HTTP/3 needs us (and other people) to make firewall changes
The other day, I had a little realization:
Today I realized that the growing enabling of HTTP/3 means that we need to allow UDP 443 through our firewalls (at least outbound), not just TCP 443. Although in the mean time, blocking it shields our users from any HTTP/3 issues. (Which happen.)
Like many places, our network layout has firewalls in it, in fact quite a lot of them. We have a perimeter firewall, of course, then we have firewalls between our internal subnets, our wireless network has a firewall, and our VPN servers have their own set of firewall rules. All of our firewalls have restrictions on outbound traffic, not just inbound traffic.

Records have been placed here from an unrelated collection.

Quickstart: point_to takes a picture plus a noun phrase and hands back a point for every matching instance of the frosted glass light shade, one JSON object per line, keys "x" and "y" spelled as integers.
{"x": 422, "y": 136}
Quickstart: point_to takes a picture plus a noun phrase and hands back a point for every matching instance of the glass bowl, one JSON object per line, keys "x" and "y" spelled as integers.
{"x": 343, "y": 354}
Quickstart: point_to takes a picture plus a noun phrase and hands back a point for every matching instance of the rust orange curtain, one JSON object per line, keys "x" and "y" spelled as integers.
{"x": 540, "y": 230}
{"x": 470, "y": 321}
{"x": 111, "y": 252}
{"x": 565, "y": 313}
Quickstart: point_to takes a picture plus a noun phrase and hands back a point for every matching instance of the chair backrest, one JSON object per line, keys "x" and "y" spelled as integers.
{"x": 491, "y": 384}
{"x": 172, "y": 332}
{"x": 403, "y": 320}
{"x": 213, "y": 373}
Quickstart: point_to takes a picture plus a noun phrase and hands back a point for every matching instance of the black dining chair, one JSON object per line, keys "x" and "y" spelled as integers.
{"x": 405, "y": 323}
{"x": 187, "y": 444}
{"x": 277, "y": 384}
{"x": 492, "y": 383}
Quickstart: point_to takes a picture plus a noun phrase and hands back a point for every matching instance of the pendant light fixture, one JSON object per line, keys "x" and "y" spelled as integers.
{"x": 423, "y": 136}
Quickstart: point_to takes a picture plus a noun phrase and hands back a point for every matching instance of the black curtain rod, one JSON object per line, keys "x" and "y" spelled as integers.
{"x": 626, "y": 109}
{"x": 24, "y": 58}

For obvious reasons, all of our firewalls allow outbound traffic to TCP port 443 (and port 80, and a number of others). However, some of them don't allow outbound traffic to UDP port 443, because there's been no protocol that used that. Until now. HTTP/3 uses QUIC, which runs over UDP, and so it thus generates traffic to UDP port 443. Right now any such traffic is probably not getting through.
Google's Chrome has enabled HTTP/3 (and QUIC) for some time, Firefox enabled HTTP/3 by default in Firefox 88, and Microsoft Edge has also had it for a while (Apple's Safari has yet to enable it by default). All of those browsers will now be sending traffic to UDP port 443 under the right circumstances, or at least trying to; while our firewalls block that traffic, they're not getting very far. I don't know how HTTP/3 implementations behave here, but I wouldn't be surprised if this creates at least a little bit of a slowdown.
(Of course this may shield people from a great deal of slowdown if HTTP/3 appears to work more.)
We're not the only places who are going to need to update firewalls to enable outbound UDP port 443, of course. But I suspect that Google (the originators of the whole QUIC idea) has studied this and determined that there are fewer firewall blocks in the way than I might expect.
Eventually we may also want to enable inbound UDP to port 443, so that people can run web servers that support HTTP/3. But that will probably take much longer, because server support is apparently rather lacking right now (based on the Wikipedia list). So far most of the web servers we run don't even have HTTP/2 enabled yet, for various reasons.